Software self-monitoring and healing. This assumes that the underlying hardware still functions correctly. For example, if a hardware fault goes undetected that affects software operation, how would the software know it had a problem. In the same vein, would someone who is insane expect to know they are insane (If you know your crazy, are you really crazy?). Therefore self-monitoring is not a total solution. Basically people are considered normal, not by their own values, but by the values of the other people within the society in which they live. In the same way, the 'health' of an individual machine may be more accurately judged by the nearby machines (on a network) than by each individual machine itself (doesn't the space shuttle use similar concept?).

The other aspect of self-healing is a purely human one. People (businesses) generally like to be in control of their systems. The concept of systems 'updating' themselves would probably cause most change control people to throw their hands up in horror. If you have a problem, what level is your system at? Well, I think it's sort of at xyz level and a bit, maybe!! How do I know, the systems down so I cannot find out what's on it.
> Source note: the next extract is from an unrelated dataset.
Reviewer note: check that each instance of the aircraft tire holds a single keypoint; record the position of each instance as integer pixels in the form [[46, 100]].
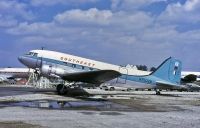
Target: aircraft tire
[[61, 89]]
Application integrity. Today's applications are distributed. No computer is an island (except for the MP 3000 in our lab that I cannot get on the network yet!) so by its very nature autonomic computing is going to be about simplifying the management and configuration of such applications. In order to accomplish this applications would need to become more aware of processing within a distributed environment. However if the aim of autonomic computing is to simplify the complexity of these very environments then the languages and run time environments in which these applications run must become much easier to use and implement. As a mainframe dinosaur I will admit that I am having a heck of a time trying to understand how Java and Web 'stuff' fit together and how Websphere makes it easier for me (it hasn't
so far, but maybe I'm just thick J). All this DCOM/NIDL stuff is just plain confusing. As for xml/soap/uddi, well I know what they are, sort of, but as soon as you get a handle on one, something else comes along. Then there's parallel processing enabling facilities such as MPI and PVM which don't even get a look in the popular business list of buzz words. I would suggest that even though modern applications have the appearance of asynchronous  processing (e.g. windows apps) with their event driven philosophy, programmers are still in effect writing chunks of sequential code.

If you want to take the concept of autonomic computing to the application level than I would say that an application should not need to know where a piece of data is or on what processor a process runs. In the same way that I do not delegate which neurons of my brain hold which piece of information, nor should an autonomic application be concerned with such details. It may be to an applications advantage to indicate that certain processes or pieces of data remain local when possible but indicating such a desire should not cause it to be enforced, only suggested to the run time environment. Now if we distribute our data and processes, it becomes important (in an autonomic  environment) that if the machine or network segment holding that data/process becomes unavailable, we do not loose the information or result it holds. In the same way that a brain cell may die, the information it held is passed on to surrounding cells (I hope!). This implies that in an autonomic application, processes and data elements are replicated in more than one element (machine) in such a way that failure of a single element does not cause the failure of the entire application.

Programming this type of redundancy with existing technology would required extensive specialized programming and testing and would therefore probably prevent its widespread acceptance and use. This leads on to the need for an autonomic aware language and run time environment that enables the average programmer to concentrate on the application/business logic instead of how to implement the logic to implement the logic (if you see what I mean).